Black Panther is one of the movies I’m really excited to see this year. I have been avoiding reviews and spoilers recently, but the cast is more than enough to recommend this film.
So…In Captain America Civil War, King T’Chaka of Wakanda, played by John Kani, was killed. His son, T’Challa (Chadwick Boseman) donned the Black Panther suit to hunt down his father’s killer. In Black Panther, T’Challa returns to Wakanda to assume his father’s throne. His right to the throne is challenged, first by the head of one of Wakanda’s give tribes and later by an outsider who wants to use Wakanda’s wealth and advanced technology to lead a black revolution worldwide.

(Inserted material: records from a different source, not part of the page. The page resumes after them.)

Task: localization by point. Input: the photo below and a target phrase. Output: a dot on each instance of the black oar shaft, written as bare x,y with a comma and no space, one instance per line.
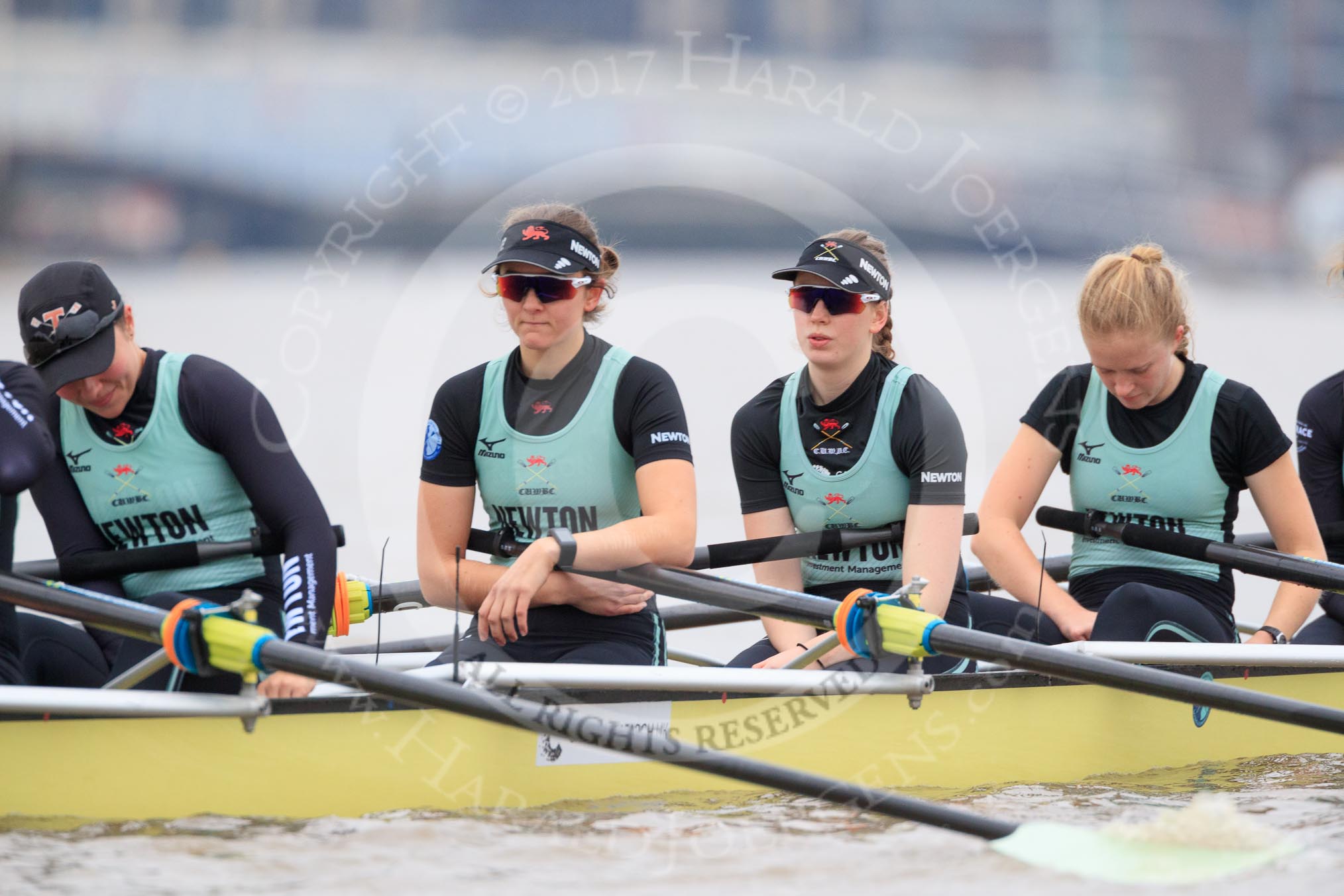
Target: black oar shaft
566,720
1156,683
991,648
119,614
1270,565
570,720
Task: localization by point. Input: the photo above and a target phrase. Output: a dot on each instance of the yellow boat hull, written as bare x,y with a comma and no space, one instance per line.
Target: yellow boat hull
981,731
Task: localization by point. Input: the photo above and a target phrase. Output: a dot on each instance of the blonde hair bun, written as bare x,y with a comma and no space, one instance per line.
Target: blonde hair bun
1147,253
1135,290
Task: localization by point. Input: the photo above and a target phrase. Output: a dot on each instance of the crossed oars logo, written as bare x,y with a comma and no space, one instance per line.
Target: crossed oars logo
831,429
125,475
1132,475
537,467
836,503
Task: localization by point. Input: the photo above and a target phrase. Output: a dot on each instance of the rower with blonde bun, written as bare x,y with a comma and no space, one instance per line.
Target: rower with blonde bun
1145,435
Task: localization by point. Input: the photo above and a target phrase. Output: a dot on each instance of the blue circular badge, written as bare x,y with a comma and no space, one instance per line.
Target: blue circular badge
433,441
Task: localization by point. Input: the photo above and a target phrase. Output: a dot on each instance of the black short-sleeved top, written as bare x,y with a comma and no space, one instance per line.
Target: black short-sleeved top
1320,455
647,404
225,413
925,437
26,445
1245,438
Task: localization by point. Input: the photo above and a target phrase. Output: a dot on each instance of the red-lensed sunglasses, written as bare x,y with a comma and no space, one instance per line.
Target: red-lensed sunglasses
838,302
549,289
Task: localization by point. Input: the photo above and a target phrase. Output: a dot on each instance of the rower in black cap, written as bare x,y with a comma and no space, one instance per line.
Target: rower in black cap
158,448
575,446
852,439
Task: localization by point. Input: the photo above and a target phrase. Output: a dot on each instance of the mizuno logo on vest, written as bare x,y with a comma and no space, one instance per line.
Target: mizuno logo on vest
532,523
155,528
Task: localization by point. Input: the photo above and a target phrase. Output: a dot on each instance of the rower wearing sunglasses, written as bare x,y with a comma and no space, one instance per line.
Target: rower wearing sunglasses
158,448
26,449
852,439
575,448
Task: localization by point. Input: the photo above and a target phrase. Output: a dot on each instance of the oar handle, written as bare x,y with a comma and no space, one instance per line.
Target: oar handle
111,565
1272,565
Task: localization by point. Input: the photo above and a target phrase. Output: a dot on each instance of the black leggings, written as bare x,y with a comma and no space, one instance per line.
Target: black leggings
1013,618
1147,613
58,655
64,656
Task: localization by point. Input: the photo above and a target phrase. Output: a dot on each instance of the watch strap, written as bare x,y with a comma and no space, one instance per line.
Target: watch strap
1274,633
569,547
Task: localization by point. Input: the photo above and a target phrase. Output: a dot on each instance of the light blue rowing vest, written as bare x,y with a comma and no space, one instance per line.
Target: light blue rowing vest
162,489
871,493
1172,485
579,478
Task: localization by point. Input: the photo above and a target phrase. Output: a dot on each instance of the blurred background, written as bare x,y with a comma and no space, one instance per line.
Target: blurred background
166,127
307,190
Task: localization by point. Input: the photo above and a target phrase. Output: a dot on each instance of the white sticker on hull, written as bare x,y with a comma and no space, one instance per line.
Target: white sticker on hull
635,720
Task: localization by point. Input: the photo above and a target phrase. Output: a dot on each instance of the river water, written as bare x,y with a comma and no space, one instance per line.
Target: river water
351,366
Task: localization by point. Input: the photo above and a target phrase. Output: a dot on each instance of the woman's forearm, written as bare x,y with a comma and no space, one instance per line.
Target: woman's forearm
647,539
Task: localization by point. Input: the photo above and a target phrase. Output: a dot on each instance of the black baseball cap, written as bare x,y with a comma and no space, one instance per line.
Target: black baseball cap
842,264
547,245
65,319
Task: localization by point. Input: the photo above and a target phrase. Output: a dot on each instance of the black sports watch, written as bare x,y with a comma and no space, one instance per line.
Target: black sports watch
569,547
1274,633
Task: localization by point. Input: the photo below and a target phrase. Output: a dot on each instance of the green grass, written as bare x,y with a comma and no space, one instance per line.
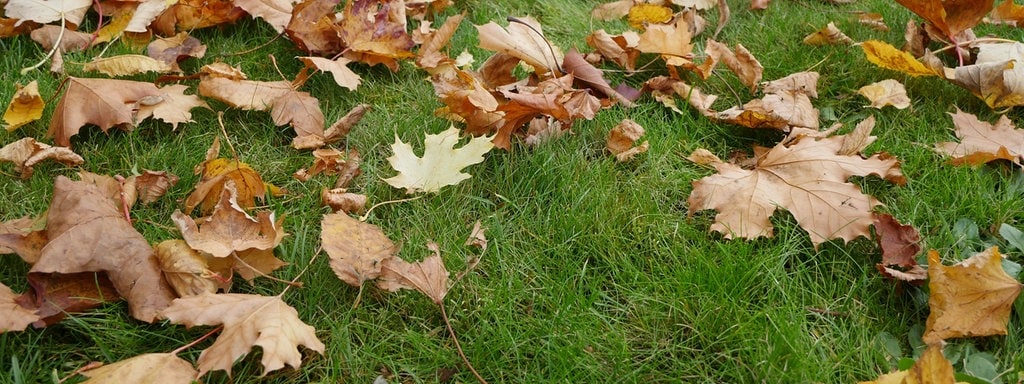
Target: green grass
594,270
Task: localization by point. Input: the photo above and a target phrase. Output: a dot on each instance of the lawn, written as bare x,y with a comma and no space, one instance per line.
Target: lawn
595,270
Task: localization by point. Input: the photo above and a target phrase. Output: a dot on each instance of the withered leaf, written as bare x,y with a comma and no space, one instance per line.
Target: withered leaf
249,321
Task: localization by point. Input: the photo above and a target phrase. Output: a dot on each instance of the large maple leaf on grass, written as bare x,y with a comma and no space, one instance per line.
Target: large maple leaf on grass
249,321
807,177
440,165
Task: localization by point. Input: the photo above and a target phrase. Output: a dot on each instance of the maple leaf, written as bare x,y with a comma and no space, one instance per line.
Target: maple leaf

I need to digress for a moment here. John Kani is a well known actor, but I first encountered him when he played Othello in Johannesburg. This was during the apartheid era, when casting a black actor as Othello was a huge deal. He isn’t a native speaker of English and that brought something special to the Shakespearean text. I mention this because I know that, in creating a language and accent for Wakanda, director Ryan Coogler built it around John Kani’s native tongue and the way he speaks in English. It’s more than accent, it’s a rhythm of speech, a way of emphasising particular beats that to me, partly because of that Othello performance, comes across as Shakespearean in the very best way.
For me, this meant that right from the opening scenes, I was completely enthralled by this film. Marvel always does excellent world building but Wakanda is such a different, vibrant world. There are elements which are familiar from the real world. I admit, I don’t know as much as I should about African culture, but from what I do know it’s respectful and authentic. The isolationist and hidden country has its own way of doing things, but real world politics enters the story in the form of Killmonger: a Wakandan orphan raised in America and trained by special forces there.

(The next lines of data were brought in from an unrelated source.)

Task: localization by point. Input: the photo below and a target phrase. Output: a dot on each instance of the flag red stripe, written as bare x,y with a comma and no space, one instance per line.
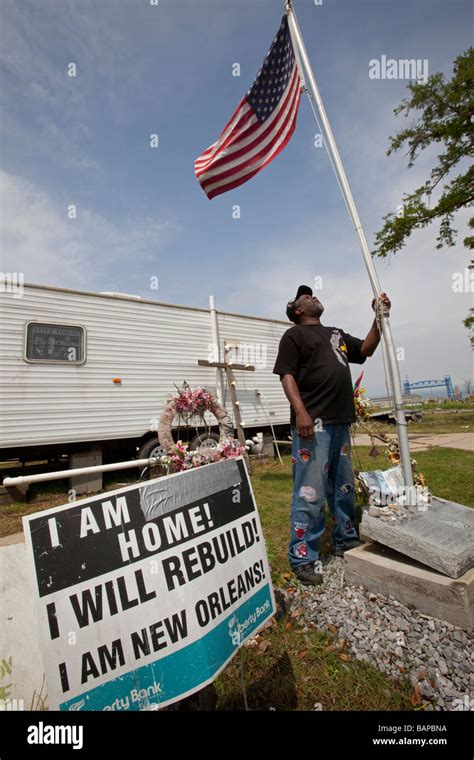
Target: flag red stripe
269,151
240,135
236,183
246,150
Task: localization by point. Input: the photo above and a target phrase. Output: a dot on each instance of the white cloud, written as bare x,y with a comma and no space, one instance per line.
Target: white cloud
88,252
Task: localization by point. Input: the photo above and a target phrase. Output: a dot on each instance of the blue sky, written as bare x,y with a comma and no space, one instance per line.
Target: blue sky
167,69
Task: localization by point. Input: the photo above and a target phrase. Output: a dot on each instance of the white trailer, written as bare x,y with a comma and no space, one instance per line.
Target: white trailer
81,370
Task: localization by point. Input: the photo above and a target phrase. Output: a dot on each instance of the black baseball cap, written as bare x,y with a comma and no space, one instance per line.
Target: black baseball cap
303,290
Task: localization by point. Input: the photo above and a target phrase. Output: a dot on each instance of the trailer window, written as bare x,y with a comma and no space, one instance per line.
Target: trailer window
54,343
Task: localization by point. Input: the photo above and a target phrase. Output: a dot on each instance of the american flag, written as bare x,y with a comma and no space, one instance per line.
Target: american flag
262,124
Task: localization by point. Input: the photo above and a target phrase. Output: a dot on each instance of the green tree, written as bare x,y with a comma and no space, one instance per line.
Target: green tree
447,109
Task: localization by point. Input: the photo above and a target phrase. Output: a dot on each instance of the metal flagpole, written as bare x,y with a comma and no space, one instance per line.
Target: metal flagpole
394,371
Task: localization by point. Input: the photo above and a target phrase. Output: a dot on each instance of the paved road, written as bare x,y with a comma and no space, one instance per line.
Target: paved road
419,442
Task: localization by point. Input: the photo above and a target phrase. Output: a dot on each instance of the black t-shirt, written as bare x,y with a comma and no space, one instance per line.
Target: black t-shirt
318,358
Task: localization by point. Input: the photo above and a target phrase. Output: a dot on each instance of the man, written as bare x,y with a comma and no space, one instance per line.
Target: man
313,365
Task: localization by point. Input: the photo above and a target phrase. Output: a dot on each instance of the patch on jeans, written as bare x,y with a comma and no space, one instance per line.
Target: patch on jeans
305,454
301,550
307,493
300,530
347,489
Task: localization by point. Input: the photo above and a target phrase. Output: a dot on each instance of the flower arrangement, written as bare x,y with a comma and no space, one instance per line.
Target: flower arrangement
195,401
180,458
374,429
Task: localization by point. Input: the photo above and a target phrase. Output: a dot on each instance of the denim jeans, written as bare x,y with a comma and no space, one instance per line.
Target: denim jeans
322,471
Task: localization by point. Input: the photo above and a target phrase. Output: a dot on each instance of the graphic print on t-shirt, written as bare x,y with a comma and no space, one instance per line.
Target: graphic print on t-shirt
339,347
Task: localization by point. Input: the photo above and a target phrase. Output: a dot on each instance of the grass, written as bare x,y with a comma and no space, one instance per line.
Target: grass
291,668
456,421
448,472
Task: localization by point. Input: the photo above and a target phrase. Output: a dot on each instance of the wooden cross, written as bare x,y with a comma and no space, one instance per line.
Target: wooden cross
229,368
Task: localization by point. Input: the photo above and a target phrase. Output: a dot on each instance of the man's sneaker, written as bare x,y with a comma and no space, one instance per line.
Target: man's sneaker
307,574
339,550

Through him, the film has some interesting things to say about race in America. Given that “Black Panther” has a double meaning in that context the political message doesn’t need to be in-your-face. It’s just there, part of the texture of the thing, although Killmonger has a line in the final act which is a more overt f-you aimed at the racists who will probably never see it.

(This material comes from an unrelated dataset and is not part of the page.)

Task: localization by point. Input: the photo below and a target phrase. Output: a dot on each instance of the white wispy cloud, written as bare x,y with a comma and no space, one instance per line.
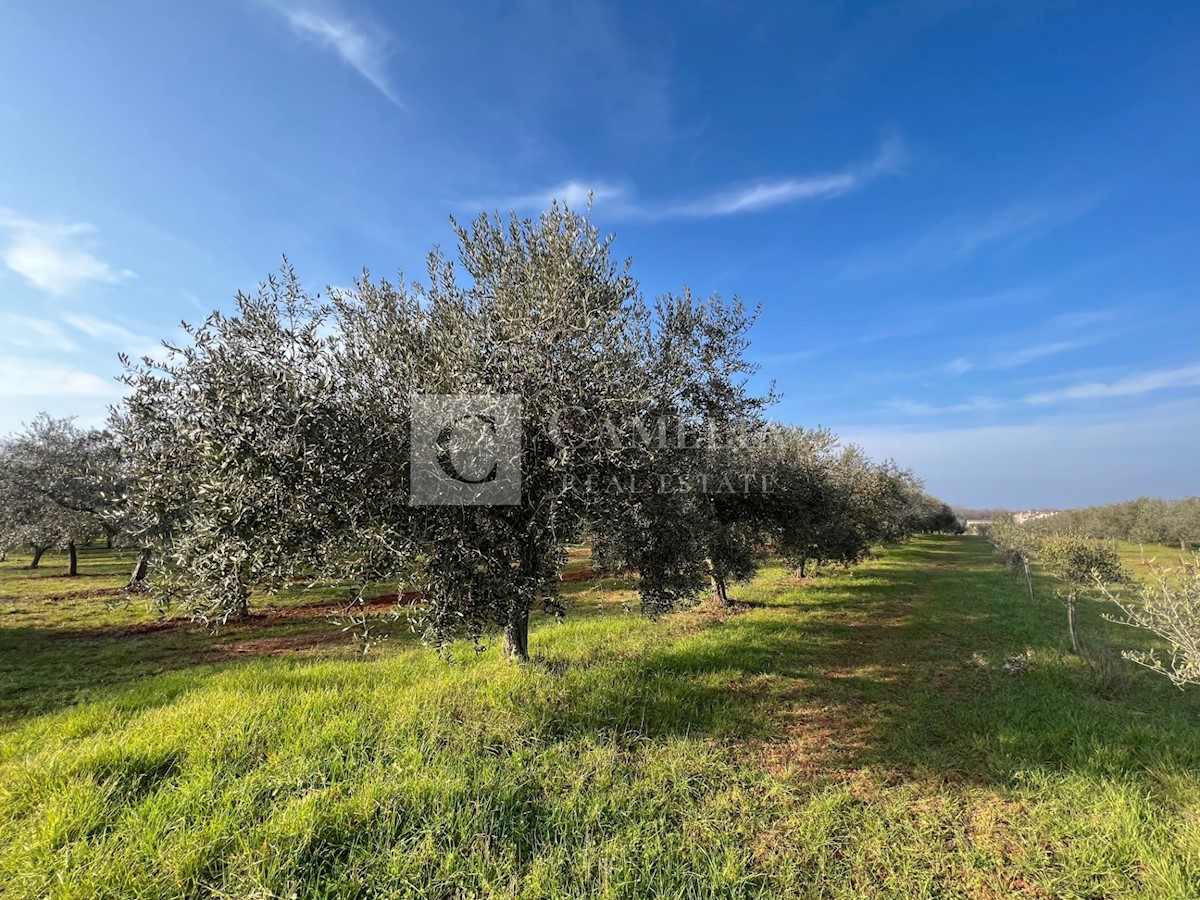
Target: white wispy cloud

Marvel movies struggle to portray compelling villains (Loki being the notable exception). Not here. Killmoger is that rare thing: a truly villainous villain who is nonetheless sympathetic. And whose cause many people watching this film will share. Early on he is presented as a run-of-the-mill antagonist, but as we come to know him we understand. We get it.
And that runs through all the characters. Everyone is well written, everyone has their moment, has agency and their own fully realised motivation. No one is there just to prop up the hero or provide eye-candy (although the film is eye-candy all the way). Even the dead have their moment.
The cast, as I said above, is pretty awesome. There is so much talent here I don’t even know where to start. Chadwick Boseman has great presence and charisma and he plays beautifully opposite Michael B Jordan who is equally compelling, if rougher-edged, on screen. The women are secondary but very much NOT background. It’s wonderful to see Lupita Nyong’o in a role worthy of her talent, and Leticia Wright as Shuri has so much energy…I’m running out of words.
It’s not perfect. Though it largely avoids the superhero-trap of having too much kapow-blam-smash at the end (yes, there is a battle but it’s remarkably character-focussed), I did find myself wondering if they’d slipped in a reel of Lord of the Rings at one point, and there were a few other moments that didn’t quite work for me. But overall, it’s a triumph and certainly among Marvel’s best.
I was prepared to dislike the music, and I should qualify that by saying that music in general isn’t my thing. I don’t know hip-hop from hopscotch. But I grew up in the 80’s with a certain style of music which I associated with black artists – and I really disliked it. But even the music in this film won me over.
Oh, and make sure you stay right to the end of the credits. It’s worth it.